Given n
strings S1, S2, ..., Sn
, and an alphabet set A={a_1,a_2,....,a_m}
. Assume that the alphabets in each string are all distinct. Now I want to create an inverted-index for each a_i (i=1,2...,m)
. My inverted-index has also something special: The alphabets in A
are in some sequential order, if in the inverted-index a_i has included one string (say S_2
), then a_j (j=i+1,i+2,...,m)
don't need to include S_2
any more. In short, every string just appears in the inverted list only once. My question is how to build such list in a fast and efficient way? Any time complexity is bounded?

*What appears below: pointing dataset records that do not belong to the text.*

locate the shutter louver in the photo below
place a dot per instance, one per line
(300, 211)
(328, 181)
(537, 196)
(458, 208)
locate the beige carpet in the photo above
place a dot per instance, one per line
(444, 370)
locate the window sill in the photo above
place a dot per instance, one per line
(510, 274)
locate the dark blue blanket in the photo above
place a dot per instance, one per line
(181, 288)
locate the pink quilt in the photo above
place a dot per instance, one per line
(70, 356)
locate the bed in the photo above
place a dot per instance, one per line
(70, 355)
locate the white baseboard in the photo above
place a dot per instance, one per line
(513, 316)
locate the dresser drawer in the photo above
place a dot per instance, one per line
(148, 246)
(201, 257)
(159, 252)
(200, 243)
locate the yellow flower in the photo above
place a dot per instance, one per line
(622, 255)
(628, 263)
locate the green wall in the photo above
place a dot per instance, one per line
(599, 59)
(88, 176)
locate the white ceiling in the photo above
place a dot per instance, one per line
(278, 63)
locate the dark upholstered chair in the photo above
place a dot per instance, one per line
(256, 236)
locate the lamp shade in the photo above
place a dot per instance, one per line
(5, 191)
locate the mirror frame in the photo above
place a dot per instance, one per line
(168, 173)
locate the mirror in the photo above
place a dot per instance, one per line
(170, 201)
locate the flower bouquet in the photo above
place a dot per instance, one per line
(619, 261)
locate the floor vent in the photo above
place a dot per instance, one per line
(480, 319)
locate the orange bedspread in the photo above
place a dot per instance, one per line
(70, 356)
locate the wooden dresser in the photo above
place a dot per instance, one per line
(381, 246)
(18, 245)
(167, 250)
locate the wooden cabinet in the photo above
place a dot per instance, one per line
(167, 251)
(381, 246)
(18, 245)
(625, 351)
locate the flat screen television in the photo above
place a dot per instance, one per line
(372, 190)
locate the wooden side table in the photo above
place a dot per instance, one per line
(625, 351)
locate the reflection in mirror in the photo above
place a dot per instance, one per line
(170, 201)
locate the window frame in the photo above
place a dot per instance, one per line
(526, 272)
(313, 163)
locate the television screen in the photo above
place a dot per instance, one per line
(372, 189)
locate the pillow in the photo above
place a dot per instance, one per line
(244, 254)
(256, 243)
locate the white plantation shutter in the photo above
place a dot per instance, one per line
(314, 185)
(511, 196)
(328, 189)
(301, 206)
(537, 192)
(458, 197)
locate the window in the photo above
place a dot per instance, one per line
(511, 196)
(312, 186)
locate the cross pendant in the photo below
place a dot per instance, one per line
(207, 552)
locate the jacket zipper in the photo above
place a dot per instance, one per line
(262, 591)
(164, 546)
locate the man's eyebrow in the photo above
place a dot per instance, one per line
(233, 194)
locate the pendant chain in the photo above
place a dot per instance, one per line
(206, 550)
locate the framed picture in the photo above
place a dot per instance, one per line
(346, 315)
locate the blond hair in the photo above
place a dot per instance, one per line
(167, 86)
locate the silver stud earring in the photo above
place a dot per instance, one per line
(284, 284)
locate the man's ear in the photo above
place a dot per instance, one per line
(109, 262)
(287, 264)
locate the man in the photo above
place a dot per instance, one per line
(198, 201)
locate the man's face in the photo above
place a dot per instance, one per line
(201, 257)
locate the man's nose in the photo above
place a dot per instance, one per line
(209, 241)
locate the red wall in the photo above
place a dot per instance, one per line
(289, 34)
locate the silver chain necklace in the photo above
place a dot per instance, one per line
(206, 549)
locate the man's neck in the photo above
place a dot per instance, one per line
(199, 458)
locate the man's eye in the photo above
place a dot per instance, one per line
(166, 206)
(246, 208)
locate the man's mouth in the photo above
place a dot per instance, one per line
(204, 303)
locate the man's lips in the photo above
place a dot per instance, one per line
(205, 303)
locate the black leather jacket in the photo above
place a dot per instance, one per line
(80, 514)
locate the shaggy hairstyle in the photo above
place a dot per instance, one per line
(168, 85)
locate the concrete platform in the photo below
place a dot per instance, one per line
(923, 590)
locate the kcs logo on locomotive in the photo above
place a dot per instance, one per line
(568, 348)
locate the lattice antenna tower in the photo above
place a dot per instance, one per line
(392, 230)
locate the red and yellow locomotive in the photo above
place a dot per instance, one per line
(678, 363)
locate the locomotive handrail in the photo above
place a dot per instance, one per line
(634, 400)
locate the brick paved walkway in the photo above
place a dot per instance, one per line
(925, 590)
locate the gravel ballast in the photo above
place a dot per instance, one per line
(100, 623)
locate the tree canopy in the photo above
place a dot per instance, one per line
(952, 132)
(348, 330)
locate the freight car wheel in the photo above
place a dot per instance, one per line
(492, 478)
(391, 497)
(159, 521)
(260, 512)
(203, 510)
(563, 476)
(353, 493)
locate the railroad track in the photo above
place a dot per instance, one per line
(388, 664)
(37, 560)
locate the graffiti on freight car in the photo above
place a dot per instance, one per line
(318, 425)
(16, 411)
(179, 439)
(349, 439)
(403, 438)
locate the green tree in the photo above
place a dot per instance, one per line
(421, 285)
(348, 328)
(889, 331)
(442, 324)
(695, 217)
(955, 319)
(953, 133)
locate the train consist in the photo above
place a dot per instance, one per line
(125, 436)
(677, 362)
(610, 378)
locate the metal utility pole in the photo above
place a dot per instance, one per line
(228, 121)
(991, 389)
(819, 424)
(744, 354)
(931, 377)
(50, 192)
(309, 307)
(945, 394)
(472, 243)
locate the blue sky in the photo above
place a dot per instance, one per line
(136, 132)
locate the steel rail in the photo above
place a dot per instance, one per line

For example, A={a,b,e,g}, S1={abg}, S2={bg}, S3={gae}, S4={g}
. Then my inverted-list should be:
a: S1,S3
b: S2 (since S1 has appeared previously, so we don't need to include it here)
e:
g: S4
If I understand your question correctly, a straightforward solution is:
for each string in n strings
find the "smallest" character in the string
put the string in the list for the character
The complexity is proportional to the total length of the strings, multiplying by a constant for the order testing.
If there is a simple way for testing, (e.g. the characters are in alphabetical order and all lower-case, a < will be enough), simply compare them; otherwise, I suggest using a hash table, each pair of which is a character and its order, later simply compare them.